2. A bright spot in Pittsburgh
For most of this summer, it felt like Bane was in charge of football in Pittsburgh. Mike Wallace seemed committed to his holdout. Ben Roethlisberger had a slight tear in his rotator cuff. And Antonio Brown and Ike Taylor were a bit too inspired by Olympic boxing.
Well, it sounds like Brown and Taylor made up over breakfast (I know most of my morning-after reconciliations have come with breakfast burritos), and the news today is that Mike Wallace will be back with the team for Week 1. With Rashard Mendenhall on the PUP and Isaac Redman still a bit of a question mark, Roethlisberger will need every receiving outlet the Steelers can put together. Wallace gives Pittsburgh an offensive element that few teams in the league have, and combined with the expectations for Brown after a big 2011, they make up most of the Steelers offense.
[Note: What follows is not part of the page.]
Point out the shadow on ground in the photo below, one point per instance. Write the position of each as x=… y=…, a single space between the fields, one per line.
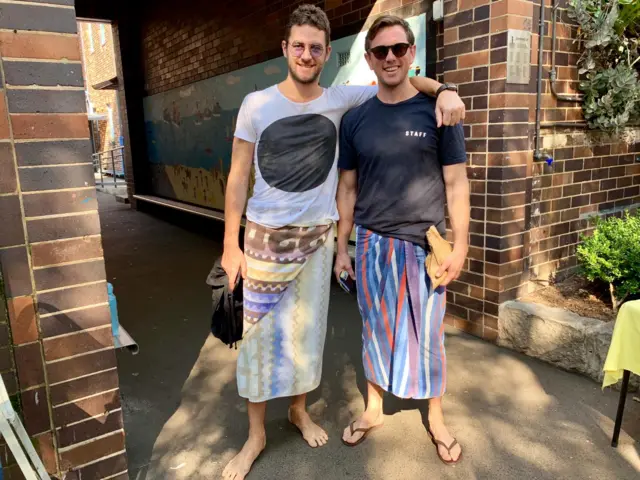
x=515 y=417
3. The latest track to football leap
Jeff Demps, formerly of the Florida Gators football team, and more recently, the silver-medal 4×100 Olympic relay team, has apparently figured out that the Olympics take place every four years. The do-everything back and kick-return specialist has reportedly signed with an agent and is set to pursue a career in the NFL.
Demps is the latest in the line of track stars who’ve made the jump to the NFL — Willie Gault is the one that comes to mind — and it should be interesting to see what team is willing to give him a shot, and in what capacity. Two years ago, the idea of using Demps as a kick returner would be a given, but with the change in kickoff rules, the value of the position has never been lower. Still, with the increased need for space players on offense, it’d be a surprise to not see him catch on somewhere.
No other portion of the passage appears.